Produksi di Dalam Negeri Kurang, Bapanas Sebut Bahan Pangan Program Makan Bergizi Berpotensi Impor
Program makan bergizi gratis disebut berpotensi memunculkan impor pangan dalam skala besar dan melemahkan ketahanan pangan Indonesia.
Penulis: Endrapta Ibrahim Pramudhiaz
Editor: Seno Tri Sulistiyono
Laporan wartawan Tribunnews.com, Endrapta Pramudhiaz
TRIBUNNEWS.COM, JAKARTA - Sekretaris Utama Badan Pangan Nasional (Bapanas) Sarwo Edhy menilai ada kemungkinan program makan bergizi gratis milik Prabowo-Gibran akan menghadirkan bahan pangan hasil impor.
Bahan pangan yang berpotensi diimpor antara lain seperti beras dan susu.
Menurut dia, hal itu bisa terjadi jika produksi pangan RI kurang untuk memenuhi kebutuhan program makan bergizi gratis.
"Kalau kaitannya dengan program makan gratis, ya mungkin logikanya kalau produksinya dalam negeri kurang ya pasti impor," kata Sarwo ketika ditemui di Hotel Sultan, Jakarta Pusat, Senin (29/7/2024).
Baca juga: Komunitas Ojek Online Jaga Distribusi Pembagian Sembako dan Makanan Bergizi dari Relawan Mas Gibran
Dalam melakukan importasi, Sarwo memandang masih ada besaran dan jumlah yang harus dihitung lagi secara lebih detail.
"Besarannya belum tahu karena memang masih dihitung berapa jumlah yang akan diberikan. Apakah itu mulai dari TK, SD, SMP, SMA atau mungkin hanya untuk SD atau SMP. Tentunya disesuikan dengan anggaran yang tersedia di pemerintah," ujar Sarwo.
Ia mengatakan, pihaknya sudah pernah melakukan pertemuan dengan Tim Gugus Tugas Sinkronisasi Presiden dan Wakil Presiden terpilih Prabowo Subianto-Gibran Rakabuming Raka untuk program makan bergizi gratis ini.

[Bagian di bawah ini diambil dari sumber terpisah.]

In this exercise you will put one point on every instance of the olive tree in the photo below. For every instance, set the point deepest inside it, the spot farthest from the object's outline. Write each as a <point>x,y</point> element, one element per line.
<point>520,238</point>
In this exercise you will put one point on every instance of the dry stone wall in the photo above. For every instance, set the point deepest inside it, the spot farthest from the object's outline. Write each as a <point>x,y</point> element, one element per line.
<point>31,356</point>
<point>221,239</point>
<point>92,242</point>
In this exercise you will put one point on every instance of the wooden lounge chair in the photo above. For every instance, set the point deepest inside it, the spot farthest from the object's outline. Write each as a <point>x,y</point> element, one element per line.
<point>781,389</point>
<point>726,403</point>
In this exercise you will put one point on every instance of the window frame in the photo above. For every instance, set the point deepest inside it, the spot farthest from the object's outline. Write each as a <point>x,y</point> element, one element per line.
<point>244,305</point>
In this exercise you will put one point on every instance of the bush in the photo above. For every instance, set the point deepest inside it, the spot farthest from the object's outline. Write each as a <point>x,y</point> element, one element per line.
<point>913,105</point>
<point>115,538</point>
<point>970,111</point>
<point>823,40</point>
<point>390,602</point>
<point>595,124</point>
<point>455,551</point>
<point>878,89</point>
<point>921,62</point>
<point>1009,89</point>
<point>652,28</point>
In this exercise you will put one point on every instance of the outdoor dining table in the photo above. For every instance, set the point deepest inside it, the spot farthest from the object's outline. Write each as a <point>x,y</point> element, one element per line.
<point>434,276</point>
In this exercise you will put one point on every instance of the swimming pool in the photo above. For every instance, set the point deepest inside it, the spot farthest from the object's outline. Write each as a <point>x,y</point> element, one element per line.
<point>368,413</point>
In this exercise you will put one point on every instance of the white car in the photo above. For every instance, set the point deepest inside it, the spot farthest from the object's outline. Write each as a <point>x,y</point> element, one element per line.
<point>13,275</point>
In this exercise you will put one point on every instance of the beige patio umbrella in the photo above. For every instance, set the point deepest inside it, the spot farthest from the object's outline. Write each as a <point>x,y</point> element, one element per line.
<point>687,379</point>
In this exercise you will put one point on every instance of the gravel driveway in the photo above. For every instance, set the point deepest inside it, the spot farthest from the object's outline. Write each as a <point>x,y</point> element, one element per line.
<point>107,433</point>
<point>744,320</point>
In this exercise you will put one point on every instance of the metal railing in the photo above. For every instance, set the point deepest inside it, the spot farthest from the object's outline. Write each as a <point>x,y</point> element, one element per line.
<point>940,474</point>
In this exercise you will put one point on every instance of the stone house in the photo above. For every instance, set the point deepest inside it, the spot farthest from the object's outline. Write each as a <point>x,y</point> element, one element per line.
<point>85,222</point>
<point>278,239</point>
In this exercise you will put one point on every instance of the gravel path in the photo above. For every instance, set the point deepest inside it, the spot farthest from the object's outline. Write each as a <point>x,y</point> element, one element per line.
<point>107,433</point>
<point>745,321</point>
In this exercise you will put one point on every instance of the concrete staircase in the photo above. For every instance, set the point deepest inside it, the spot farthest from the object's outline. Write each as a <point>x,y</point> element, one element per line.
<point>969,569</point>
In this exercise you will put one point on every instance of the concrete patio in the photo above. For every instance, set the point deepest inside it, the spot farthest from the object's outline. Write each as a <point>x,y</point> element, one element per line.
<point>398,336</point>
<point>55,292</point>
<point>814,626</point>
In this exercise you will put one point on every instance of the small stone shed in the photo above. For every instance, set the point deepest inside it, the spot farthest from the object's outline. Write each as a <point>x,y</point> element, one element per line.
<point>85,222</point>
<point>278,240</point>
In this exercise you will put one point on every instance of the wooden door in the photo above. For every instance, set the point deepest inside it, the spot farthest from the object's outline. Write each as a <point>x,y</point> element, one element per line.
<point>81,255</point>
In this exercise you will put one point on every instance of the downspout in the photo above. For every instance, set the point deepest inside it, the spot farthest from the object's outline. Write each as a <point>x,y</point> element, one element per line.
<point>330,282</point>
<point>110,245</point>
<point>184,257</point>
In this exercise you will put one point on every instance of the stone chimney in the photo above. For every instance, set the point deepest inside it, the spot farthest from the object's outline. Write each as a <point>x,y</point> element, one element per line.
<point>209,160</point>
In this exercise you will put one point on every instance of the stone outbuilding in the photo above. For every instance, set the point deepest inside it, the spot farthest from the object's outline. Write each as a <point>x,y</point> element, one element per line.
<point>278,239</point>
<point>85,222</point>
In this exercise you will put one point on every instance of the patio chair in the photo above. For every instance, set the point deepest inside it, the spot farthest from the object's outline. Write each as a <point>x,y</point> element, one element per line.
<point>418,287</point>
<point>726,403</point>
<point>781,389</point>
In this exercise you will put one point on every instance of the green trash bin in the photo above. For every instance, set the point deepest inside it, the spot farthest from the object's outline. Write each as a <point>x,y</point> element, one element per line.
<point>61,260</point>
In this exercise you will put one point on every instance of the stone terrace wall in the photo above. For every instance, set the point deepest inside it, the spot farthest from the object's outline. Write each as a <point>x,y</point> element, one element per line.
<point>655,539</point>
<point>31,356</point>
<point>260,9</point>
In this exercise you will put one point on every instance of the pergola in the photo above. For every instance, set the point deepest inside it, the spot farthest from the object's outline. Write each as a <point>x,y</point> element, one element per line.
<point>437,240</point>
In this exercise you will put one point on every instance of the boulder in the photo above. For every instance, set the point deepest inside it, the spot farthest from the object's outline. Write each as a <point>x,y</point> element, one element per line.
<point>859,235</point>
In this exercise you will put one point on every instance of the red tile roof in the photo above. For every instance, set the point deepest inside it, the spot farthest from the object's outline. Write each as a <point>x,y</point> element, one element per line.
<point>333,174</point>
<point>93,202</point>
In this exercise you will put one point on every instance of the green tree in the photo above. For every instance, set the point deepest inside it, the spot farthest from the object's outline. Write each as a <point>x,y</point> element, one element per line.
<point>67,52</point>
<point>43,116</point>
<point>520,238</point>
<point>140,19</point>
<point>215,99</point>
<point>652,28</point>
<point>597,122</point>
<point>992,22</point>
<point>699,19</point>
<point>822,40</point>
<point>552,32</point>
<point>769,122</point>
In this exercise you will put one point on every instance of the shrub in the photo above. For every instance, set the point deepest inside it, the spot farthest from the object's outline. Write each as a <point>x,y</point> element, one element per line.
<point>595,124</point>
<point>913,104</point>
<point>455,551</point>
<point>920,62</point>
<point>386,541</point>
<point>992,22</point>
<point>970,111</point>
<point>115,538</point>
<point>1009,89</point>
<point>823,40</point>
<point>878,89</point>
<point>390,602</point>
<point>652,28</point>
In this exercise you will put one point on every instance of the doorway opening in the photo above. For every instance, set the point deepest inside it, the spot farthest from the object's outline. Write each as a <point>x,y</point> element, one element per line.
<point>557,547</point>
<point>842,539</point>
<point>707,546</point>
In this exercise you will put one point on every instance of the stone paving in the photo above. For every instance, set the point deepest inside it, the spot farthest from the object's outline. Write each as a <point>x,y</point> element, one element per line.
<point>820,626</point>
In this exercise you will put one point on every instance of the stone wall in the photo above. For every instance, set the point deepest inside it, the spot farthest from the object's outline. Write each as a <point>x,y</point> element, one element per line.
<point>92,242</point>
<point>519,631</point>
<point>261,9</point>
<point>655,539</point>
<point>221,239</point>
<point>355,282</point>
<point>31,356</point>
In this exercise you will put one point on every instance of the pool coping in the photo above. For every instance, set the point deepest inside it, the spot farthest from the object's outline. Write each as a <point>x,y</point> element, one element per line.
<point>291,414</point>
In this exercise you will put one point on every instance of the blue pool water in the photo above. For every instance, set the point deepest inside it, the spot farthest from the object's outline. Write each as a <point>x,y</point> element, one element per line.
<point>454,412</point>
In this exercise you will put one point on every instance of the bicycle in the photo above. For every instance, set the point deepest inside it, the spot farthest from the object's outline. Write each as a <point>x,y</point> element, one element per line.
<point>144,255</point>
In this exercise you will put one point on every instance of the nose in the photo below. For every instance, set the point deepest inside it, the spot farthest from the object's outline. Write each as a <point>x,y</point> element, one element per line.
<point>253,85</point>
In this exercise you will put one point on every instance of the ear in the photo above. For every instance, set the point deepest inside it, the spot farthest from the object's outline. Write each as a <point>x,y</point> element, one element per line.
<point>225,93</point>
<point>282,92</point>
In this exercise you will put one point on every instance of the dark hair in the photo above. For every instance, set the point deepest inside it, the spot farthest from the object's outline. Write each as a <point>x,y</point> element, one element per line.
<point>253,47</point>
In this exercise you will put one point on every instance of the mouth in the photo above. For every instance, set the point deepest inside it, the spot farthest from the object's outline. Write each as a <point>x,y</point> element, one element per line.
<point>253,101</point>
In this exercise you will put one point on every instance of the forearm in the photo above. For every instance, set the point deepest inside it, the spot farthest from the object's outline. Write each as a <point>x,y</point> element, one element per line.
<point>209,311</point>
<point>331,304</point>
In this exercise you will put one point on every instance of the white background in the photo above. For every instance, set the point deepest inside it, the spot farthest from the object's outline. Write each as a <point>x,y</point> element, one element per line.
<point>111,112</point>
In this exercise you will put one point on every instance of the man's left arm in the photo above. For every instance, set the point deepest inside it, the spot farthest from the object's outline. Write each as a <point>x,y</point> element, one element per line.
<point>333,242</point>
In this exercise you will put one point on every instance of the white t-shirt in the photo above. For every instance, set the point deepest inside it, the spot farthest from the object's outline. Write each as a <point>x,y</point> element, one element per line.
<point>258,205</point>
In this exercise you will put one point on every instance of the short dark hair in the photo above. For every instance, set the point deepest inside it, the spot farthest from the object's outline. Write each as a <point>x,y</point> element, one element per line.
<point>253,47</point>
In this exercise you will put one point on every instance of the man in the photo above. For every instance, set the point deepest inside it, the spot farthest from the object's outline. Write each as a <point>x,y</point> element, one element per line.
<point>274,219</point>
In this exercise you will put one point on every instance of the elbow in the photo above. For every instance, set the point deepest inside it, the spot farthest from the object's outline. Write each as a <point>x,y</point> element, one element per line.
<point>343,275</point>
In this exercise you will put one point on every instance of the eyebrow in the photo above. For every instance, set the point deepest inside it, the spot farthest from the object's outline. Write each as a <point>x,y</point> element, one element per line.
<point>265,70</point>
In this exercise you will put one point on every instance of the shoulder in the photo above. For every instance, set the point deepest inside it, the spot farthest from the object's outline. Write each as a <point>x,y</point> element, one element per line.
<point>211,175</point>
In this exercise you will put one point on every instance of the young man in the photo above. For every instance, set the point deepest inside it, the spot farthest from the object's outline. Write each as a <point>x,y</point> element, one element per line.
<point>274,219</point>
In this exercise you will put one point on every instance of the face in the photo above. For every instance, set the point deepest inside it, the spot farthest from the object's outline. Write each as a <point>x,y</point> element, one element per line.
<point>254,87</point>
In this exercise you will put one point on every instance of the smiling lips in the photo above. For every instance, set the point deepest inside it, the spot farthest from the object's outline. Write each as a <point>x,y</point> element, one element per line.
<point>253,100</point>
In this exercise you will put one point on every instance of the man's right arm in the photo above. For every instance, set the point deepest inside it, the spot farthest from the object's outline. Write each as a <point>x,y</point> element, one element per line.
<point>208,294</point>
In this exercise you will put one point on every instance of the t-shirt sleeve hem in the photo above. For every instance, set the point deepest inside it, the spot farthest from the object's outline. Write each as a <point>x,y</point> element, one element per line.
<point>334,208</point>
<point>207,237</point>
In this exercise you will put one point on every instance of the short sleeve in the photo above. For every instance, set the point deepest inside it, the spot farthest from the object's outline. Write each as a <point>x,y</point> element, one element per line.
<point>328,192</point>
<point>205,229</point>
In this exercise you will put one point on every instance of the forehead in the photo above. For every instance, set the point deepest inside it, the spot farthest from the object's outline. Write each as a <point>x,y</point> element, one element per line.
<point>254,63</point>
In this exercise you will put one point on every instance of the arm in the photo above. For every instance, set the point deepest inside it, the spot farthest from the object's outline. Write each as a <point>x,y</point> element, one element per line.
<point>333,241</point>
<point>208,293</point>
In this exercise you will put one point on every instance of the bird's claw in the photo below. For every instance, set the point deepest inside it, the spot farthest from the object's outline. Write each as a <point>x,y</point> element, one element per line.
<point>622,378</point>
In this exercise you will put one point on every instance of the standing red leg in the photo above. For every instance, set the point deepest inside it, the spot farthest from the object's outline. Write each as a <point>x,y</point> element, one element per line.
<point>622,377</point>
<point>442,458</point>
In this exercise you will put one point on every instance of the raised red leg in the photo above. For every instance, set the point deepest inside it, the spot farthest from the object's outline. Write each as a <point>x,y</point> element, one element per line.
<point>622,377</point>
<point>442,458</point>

Namun, hingga saat ini, belum ada lagi undangan dari tim gugus tugas tersebut untuk membahas lebih lanjut soal program ini.
Sebelumnya, program makan bergizi gratis disebut berpotensi memunculkan impor pangan dalam skala besar dan melemahkan ketahanan pangan Indonesia.
"Ketahanan pangan kita itu lemah," kata Direktur Eksekutif Next Policy Grady Nagara dalam diskusi publik bertajuk “Salah Arah Kebijakan Makan Siang Gratis” yang diselenggarakan Next Policy di kawasan Cikini, Jakarta Pusat, Jumat (22/3/2024).
"Bayangkan komposisi makan siang gratis bergantung pada komoditas seperti beras, daging, dan susu yang selama ini masih impor," lanjutnya.
"Paling tidak untuk menyasar 82,9 juta penerima manfaat, per tahunnya butuh 6,7 juta ton beras, 1,2 juta ton daging ayam, 500 ribu ton daging sapi, sampai 4 juta kiloliter susu," kata Grady lagi.
Menurut dia, potensi impor besar-besaran bisa terjadi jika desain kebijakan tidak mempertimbangkan dimensi diversifikasi pangan.
Ia mencontohkan di Brasil yang anggaran makan siang gratis di sana mewajibkan 30 persen mengambil pasokan dari petani lokal.
"Kita kan tidak terlihat akan seperti itu. Yang ada, potensi impor skala besar justru bisa mematikan para petani kita yang kebanyakan tidak memiliki lahannya sendiri," ujar Grady.